By Staff Writer
Reports reaching us from Kampala say unidentified gunmen e shot and killed a Rwanda journalist based in Kampala. Charles Ingabire, 32, who has been editor of the Rwandan newspaper Inyenyeri, a vernacular online news magazine, was shot on Wednesday November 30, 2011 at Makie’s bar in Bukesa, a Kampala suburb. Ingabire is said to have been a vocal critic of Rwandan President Paul Kagame.
According to a Ugandan rights organisation, Human Rights Network for Journalists-Uganda (HRNJ-Uganda), two people are under police custody at Old Kampala police station. They were named as Onzima David, a security Guard and Robinah Nabunnya, a waitress at Makie’s 2 Bar. A source told HRNJ-Uganda that Police has recovered five cartridges of sub machine gun bullets that are believed to have been used in the murder.
Kampala Metropolitan Police spokesperson Ibn Ssenkumbi confirmed the murder of the journalist to HRNJ-Uganda. He however said that the body was recovered on Thursday morning. He said it was not until Ingabire’s relatives went to police to complain it was known that the deceased was a journalist. A witness told police: “The journalist walked into the bar with an unidentified friend just a few minutes after midnight and he was shot dead within the bar gardens. We have recovered his phone which is helping us with the investigations. We are also using information received from the two suspects to understand what exactly happened.

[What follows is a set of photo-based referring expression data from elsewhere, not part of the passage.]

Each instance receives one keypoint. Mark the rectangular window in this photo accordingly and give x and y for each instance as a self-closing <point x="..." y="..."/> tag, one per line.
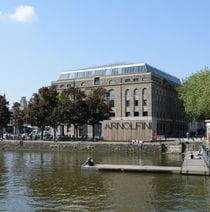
<point x="136" y="102"/>
<point x="145" y="113"/>
<point x="111" y="103"/>
<point x="127" y="103"/>
<point x="97" y="81"/>
<point x="144" y="102"/>
<point x="127" y="114"/>
<point x="112" y="114"/>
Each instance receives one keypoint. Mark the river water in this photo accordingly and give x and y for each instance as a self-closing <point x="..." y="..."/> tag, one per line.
<point x="54" y="181"/>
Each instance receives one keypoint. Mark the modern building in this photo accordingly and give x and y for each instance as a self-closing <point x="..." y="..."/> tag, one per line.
<point x="143" y="100"/>
<point x="23" y="103"/>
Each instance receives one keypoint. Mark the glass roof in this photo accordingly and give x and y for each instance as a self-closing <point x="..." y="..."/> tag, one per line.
<point x="117" y="69"/>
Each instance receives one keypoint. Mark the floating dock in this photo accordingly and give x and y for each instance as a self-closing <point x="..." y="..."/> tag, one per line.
<point x="134" y="168"/>
<point x="195" y="166"/>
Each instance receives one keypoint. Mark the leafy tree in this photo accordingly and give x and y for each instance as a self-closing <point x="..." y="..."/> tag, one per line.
<point x="4" y="114"/>
<point x="195" y="94"/>
<point x="98" y="107"/>
<point x="18" y="116"/>
<point x="74" y="107"/>
<point x="41" y="107"/>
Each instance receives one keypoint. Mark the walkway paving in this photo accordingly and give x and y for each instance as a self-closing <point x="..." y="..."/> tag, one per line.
<point x="196" y="166"/>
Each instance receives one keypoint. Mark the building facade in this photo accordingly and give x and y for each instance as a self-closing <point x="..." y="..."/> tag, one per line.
<point x="143" y="100"/>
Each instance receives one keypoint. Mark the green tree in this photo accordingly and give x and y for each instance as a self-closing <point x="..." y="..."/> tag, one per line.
<point x="74" y="107"/>
<point x="98" y="107"/>
<point x="195" y="94"/>
<point x="4" y="114"/>
<point x="18" y="116"/>
<point x="41" y="107"/>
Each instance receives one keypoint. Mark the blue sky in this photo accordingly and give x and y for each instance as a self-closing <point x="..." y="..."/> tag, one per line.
<point x="41" y="38"/>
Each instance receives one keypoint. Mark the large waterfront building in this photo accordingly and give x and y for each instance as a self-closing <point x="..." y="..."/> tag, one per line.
<point x="143" y="100"/>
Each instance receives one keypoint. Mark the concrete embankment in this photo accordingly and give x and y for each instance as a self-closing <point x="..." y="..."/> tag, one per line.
<point x="168" y="147"/>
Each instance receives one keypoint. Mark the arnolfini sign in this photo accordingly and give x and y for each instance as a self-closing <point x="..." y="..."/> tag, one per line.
<point x="124" y="130"/>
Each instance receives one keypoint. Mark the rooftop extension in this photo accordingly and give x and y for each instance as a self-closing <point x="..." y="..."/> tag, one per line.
<point x="117" y="69"/>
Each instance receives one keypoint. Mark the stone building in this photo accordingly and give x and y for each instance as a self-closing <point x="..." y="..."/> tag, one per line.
<point x="143" y="100"/>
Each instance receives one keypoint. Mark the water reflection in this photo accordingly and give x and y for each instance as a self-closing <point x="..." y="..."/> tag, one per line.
<point x="36" y="181"/>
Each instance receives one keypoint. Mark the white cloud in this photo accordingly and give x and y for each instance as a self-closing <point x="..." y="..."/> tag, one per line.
<point x="21" y="14"/>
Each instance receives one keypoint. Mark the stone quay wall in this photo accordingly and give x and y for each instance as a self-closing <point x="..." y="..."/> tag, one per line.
<point x="168" y="147"/>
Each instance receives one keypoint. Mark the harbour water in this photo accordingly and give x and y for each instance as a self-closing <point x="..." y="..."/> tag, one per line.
<point x="54" y="181"/>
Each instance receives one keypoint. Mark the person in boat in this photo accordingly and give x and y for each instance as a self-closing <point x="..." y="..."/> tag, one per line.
<point x="89" y="162"/>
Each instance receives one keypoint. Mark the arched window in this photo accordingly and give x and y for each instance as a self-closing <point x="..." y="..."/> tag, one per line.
<point x="135" y="92"/>
<point x="144" y="91"/>
<point x="111" y="98"/>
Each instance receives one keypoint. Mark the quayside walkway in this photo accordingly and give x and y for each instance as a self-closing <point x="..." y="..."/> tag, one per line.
<point x="195" y="166"/>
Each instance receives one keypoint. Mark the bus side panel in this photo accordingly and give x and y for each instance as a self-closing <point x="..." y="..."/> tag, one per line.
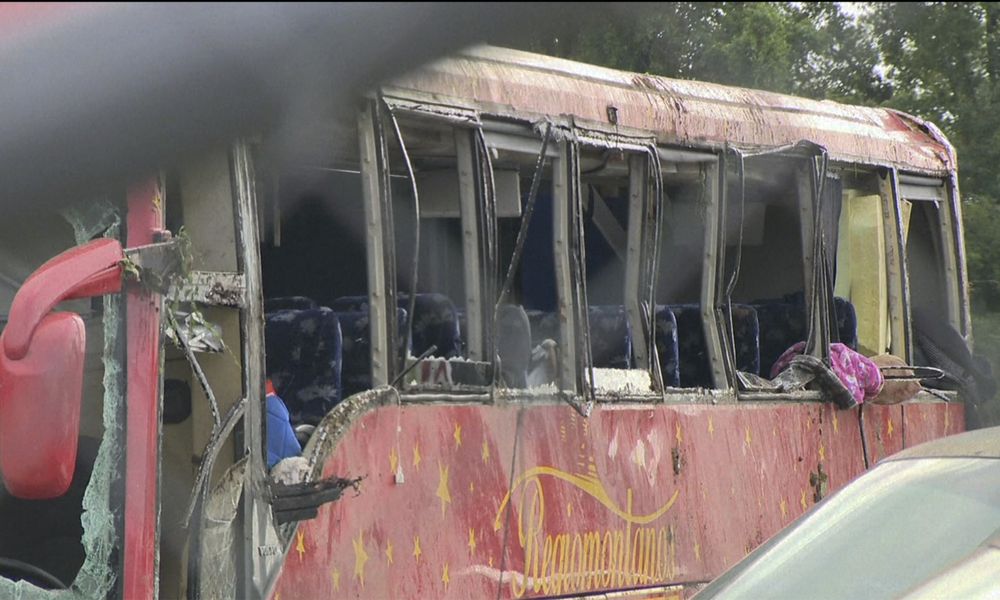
<point x="635" y="496"/>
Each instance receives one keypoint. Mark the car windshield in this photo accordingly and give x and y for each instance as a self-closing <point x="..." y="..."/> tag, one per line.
<point x="893" y="528"/>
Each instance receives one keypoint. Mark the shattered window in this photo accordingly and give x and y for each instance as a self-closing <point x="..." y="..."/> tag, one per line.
<point x="68" y="542"/>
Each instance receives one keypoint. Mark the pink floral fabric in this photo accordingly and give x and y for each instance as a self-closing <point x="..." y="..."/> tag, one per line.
<point x="858" y="373"/>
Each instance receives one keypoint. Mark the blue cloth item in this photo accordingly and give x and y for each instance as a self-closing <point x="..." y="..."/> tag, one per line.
<point x="281" y="441"/>
<point x="303" y="349"/>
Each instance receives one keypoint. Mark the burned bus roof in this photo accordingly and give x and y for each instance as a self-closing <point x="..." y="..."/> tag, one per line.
<point x="517" y="84"/>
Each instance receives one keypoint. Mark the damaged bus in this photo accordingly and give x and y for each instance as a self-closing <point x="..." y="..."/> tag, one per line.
<point x="532" y="328"/>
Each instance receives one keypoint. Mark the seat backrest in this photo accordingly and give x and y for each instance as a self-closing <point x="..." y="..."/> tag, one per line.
<point x="435" y="321"/>
<point x="514" y="344"/>
<point x="665" y="336"/>
<point x="288" y="303"/>
<point x="782" y="323"/>
<point x="304" y="349"/>
<point x="610" y="337"/>
<point x="544" y="326"/>
<point x="610" y="334"/>
<point x="357" y="372"/>
<point x="694" y="362"/>
<point x="847" y="322"/>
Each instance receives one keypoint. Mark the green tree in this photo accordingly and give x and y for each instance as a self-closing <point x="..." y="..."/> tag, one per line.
<point x="810" y="49"/>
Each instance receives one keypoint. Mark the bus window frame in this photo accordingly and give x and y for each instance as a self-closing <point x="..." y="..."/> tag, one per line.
<point x="901" y="343"/>
<point x="918" y="188"/>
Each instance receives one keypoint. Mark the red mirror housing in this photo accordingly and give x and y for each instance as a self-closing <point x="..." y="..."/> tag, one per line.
<point x="41" y="369"/>
<point x="40" y="399"/>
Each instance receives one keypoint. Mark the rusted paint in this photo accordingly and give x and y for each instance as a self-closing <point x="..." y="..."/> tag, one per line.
<point x="529" y="86"/>
<point x="442" y="529"/>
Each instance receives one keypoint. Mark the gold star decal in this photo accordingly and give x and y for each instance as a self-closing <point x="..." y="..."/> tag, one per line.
<point x="360" y="558"/>
<point x="300" y="545"/>
<point x="393" y="460"/>
<point x="444" y="493"/>
<point x="639" y="455"/>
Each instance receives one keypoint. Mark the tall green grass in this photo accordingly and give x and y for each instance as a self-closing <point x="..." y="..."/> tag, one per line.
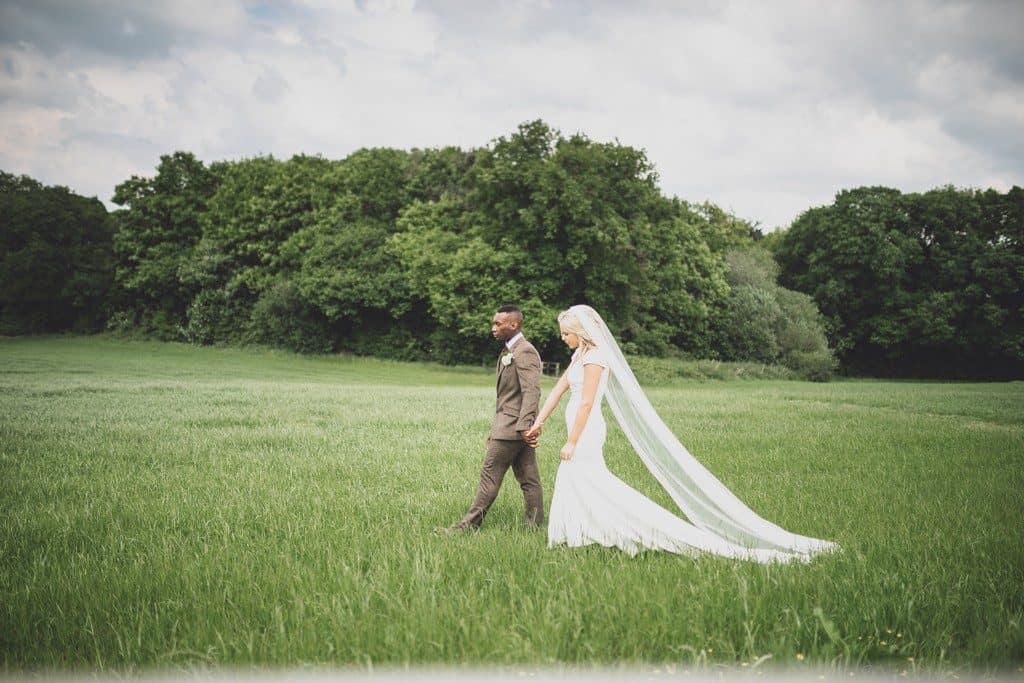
<point x="169" y="506"/>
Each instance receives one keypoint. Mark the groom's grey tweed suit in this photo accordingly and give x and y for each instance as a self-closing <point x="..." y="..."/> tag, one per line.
<point x="518" y="395"/>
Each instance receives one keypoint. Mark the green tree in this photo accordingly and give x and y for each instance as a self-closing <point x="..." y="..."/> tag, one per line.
<point x="925" y="284"/>
<point x="56" y="260"/>
<point x="156" y="237"/>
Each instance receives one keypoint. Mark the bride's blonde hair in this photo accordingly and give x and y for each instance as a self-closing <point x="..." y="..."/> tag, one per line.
<point x="568" y="321"/>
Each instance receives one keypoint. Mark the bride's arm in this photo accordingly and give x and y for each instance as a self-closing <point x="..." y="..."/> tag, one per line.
<point x="556" y="394"/>
<point x="591" y="378"/>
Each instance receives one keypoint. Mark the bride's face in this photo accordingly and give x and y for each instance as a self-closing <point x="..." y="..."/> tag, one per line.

Ingabire is the second Rwandese editor to be shot dead by unknown gunmen in less than two years. The first was Jean-Leonard Rugambage, a 34-year-old editor for a private tabloid, Umuvugizi, in 2010 in Kigali. “It’s unfortunate that attacks aiming to silence critical voices are spreading beyond Rwanda and the gunmen continue to be unknown. There’s need for a special and independent body to investigate all murders that have claimed journalists’ lives because of their work otherwise we shall continue losing journalists and other people who are killed in cold blood,” said HRNJ-Uganda Programmes Coordinator Geoffrey Wokulira Ssebaggala
While extending HRNJ-Uganda its heartfelt condolences to the family of the deceased and the entire journalism profession in the region and beyond for the loss of what it called ‘a brilliant professional. HRNJ-Uganda called upon the Government of Uganda to consider inviting Interpol into the matter. “We fear that Ugandan forces might fail to divulge the results of the findings to the public like other inquiries conducted before,” HRNJ-Uganda said.
A London-based Rwanda opposition party, the Rwanda Peoples Party-Imvura (RPP-Imvura) issued a statement Friday accusing President Kagame’s government of being responsible for Ingabire’s murder. In a strongly-worded statement, a copy of which we have seen, the RPP-Imvura condemned what it called ‘the brutal and well-calculated brutal murder’ of Mr Ingabire. Signed by five members of the RPP-Imvura, the statement added that Ingabire was a member of the RPP-Imvura. “The RPP believes that President Kagame is deluding himself if he thinks he can crash the spirits of the Rwandan people through the murder of its own citizens. It added: “The Kagame regime has killed Ingabire but the spirit of Rwanda remains united and strong. The RPP urged the Ugandan authorities to do everything in their power to bring the culprits to justice.
The Committee to Protect Journalists (CPJ) condemned the fatal shooting of Ingabire in Kampala and called on the police to identify the culprits and bring them to justice. CPJ East Africa Consultant Tom Rhodes said: “We are saddened by the killing of Charles Ingabire, which effectively silences yet another exiled critical voice of the Rwandan government.” He added: “Ugandan police must do their utmost to investigate this murder and ensure journalists can work freely without fear of reprisal in the country.”